Dark Helm – Persepolis
I was reading about Dark Helm on their facebook page – ‘The sound of Dark Helm is the musicalisation of the journey of an ancient warrior through the sands of Persia and his quest to defend his throne, by bending time and cheating death.’, which in other words meant that they’d sing about Prince of Persia. To be honest, I wasn’t too thrilled. However, though this is by no means an exceptional product, it’s a fairly professional debut attempt by the Pune sextet.
Sound-wise, the one band they remind me of are Canada’s Aeternam. Groove laden melodic death metal with symphonic overtones is one way to describe it. The female vocals in ‘Persepolis’ bring to mind The Agonist, one of the more bearable metalcore bands. And all through the album there are these constant recurrences of comparisons to other bands that they end up sounding exactly like, though in parts – Dimmu Borgir, Lamb of God, Textures, Born of Osiris, Xerath and Whitechapel to name a few. But in the end, they do succeed in creating a fairly homogenous kind of sound for the entire album that fits the progression of the storyline, which is an absolute necessity for a concept album.The band seems to have gone to fairly great lengths to getting an ‘Indian/Oriental’ (essentially eastern folk-ish) sound, using keyboard samples to exert the desired effect. And though this seems justified from the compositional point of view, the execution makes it sound too crude, as compared to getting authentic sound samples/instruments (For instance, Pitbull In The Nursery’s sitar in In My Veins).
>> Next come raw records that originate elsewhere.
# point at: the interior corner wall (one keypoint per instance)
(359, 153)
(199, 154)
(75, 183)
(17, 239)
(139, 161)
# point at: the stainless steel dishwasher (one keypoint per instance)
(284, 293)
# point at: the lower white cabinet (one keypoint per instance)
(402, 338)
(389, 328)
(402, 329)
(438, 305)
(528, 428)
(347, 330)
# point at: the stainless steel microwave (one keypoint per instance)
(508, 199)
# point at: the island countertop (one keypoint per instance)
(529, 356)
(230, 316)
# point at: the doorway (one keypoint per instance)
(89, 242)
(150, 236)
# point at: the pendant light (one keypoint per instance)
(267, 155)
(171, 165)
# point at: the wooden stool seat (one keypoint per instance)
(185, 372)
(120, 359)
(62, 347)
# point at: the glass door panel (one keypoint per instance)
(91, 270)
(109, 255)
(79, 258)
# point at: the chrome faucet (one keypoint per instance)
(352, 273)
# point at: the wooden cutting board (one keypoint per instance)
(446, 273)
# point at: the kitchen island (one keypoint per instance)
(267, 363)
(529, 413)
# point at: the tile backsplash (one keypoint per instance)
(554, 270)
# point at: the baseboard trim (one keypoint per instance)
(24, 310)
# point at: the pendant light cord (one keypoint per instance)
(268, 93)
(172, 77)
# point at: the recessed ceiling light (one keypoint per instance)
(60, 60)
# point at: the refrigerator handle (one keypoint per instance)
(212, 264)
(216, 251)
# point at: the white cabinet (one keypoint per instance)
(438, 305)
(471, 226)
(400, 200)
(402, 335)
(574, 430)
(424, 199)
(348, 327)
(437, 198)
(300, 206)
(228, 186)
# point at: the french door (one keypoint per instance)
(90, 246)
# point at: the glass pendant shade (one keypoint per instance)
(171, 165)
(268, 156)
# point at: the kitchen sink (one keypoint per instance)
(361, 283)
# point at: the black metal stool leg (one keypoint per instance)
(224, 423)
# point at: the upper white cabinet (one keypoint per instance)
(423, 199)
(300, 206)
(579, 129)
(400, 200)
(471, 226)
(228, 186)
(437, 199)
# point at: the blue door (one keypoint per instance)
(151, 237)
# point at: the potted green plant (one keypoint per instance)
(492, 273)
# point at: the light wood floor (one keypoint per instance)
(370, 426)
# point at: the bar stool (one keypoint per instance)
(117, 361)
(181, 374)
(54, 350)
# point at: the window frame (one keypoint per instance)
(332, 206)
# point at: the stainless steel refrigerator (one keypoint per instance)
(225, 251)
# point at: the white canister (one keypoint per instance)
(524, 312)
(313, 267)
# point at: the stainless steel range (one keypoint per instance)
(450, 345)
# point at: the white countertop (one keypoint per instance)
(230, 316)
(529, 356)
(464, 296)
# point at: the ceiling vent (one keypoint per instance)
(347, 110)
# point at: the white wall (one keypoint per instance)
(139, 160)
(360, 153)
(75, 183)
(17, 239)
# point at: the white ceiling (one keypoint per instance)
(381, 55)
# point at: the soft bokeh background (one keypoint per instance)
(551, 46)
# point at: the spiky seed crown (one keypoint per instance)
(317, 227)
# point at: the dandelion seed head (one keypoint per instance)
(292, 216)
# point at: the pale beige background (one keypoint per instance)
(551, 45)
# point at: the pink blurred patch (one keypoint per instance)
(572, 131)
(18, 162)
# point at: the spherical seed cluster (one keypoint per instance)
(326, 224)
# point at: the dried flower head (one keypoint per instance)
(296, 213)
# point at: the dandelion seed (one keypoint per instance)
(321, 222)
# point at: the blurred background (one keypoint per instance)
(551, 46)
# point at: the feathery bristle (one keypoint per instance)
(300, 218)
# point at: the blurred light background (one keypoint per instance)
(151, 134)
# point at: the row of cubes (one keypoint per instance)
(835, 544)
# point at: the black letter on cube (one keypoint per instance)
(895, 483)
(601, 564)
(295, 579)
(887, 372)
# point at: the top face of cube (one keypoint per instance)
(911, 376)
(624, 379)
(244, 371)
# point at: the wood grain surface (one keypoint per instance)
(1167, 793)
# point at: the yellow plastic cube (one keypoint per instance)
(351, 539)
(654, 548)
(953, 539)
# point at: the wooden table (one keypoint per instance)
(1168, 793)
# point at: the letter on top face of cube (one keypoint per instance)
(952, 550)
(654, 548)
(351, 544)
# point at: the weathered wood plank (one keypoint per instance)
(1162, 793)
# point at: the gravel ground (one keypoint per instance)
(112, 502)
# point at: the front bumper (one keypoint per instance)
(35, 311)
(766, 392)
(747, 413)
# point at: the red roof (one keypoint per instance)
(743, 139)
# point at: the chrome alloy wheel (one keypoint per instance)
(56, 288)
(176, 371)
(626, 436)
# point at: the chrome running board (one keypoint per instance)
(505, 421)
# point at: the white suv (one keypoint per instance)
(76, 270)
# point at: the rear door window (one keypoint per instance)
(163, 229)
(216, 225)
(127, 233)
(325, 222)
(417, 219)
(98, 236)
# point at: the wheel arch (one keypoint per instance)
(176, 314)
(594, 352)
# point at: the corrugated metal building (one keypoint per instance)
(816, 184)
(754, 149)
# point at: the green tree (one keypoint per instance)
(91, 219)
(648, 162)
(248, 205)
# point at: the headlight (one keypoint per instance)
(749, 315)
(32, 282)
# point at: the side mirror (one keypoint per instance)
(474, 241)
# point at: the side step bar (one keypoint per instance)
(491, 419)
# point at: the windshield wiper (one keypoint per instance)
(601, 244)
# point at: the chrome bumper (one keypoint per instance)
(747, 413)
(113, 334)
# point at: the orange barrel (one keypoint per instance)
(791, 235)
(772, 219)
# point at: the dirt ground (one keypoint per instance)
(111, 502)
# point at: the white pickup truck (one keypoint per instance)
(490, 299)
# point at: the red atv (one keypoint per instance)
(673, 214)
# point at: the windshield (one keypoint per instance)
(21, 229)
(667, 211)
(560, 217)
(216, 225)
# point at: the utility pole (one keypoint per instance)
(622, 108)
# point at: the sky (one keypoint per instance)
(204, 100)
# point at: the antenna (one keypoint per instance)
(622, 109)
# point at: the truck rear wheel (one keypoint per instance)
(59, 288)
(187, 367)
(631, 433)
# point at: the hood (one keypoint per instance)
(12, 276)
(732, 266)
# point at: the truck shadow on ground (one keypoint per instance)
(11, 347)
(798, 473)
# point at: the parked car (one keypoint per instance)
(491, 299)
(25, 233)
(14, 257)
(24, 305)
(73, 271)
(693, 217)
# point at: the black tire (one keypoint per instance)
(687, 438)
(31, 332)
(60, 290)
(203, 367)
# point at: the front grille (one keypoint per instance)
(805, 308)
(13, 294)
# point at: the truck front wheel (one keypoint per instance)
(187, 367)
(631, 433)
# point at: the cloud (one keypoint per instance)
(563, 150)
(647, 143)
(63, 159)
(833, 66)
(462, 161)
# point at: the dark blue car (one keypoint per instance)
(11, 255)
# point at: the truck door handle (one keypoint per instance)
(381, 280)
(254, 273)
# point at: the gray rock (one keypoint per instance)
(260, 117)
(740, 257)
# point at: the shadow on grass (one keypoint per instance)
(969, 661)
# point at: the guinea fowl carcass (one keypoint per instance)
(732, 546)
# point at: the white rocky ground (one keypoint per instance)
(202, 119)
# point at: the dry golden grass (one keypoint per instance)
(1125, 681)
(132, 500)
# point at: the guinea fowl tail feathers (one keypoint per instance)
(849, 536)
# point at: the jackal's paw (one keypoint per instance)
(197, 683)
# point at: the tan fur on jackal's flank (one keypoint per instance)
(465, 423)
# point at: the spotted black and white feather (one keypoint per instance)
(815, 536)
From the production point of view, the dynamics of the sound seem too restrained. The drums almost sound programmed. The bands approach towards metal seems essentially textbook in a way, which is a little ironic considering that they label themselves as ‘experimental’. A mish-mash, however well made, of generic tidbits isn’t enough to be called an experiment, at least not a successful one. One can appreciate the variety of influences though, and how well they’ve been woven together as a unified sound. The guitar riffs are catchy and the playing is tight, and the keyboard provides some good aural backdrops. The growled vocals are fairly consistent, the clean male vocals not as much. To summarize – For those excited by the ‘experimental’ tag such as myself shouldn’t be too expectant – it’s a decent album, not an obscure gem. Worth a buy if you’re just looking for some plain headbanging and some refreshing melodic work and catchy palm muted riffs.
Final rating – 7/10.
Memorable songs – Borrowed Time, Jaffar, Cyrus, Origins I(which form some kind of a collective climax for the album).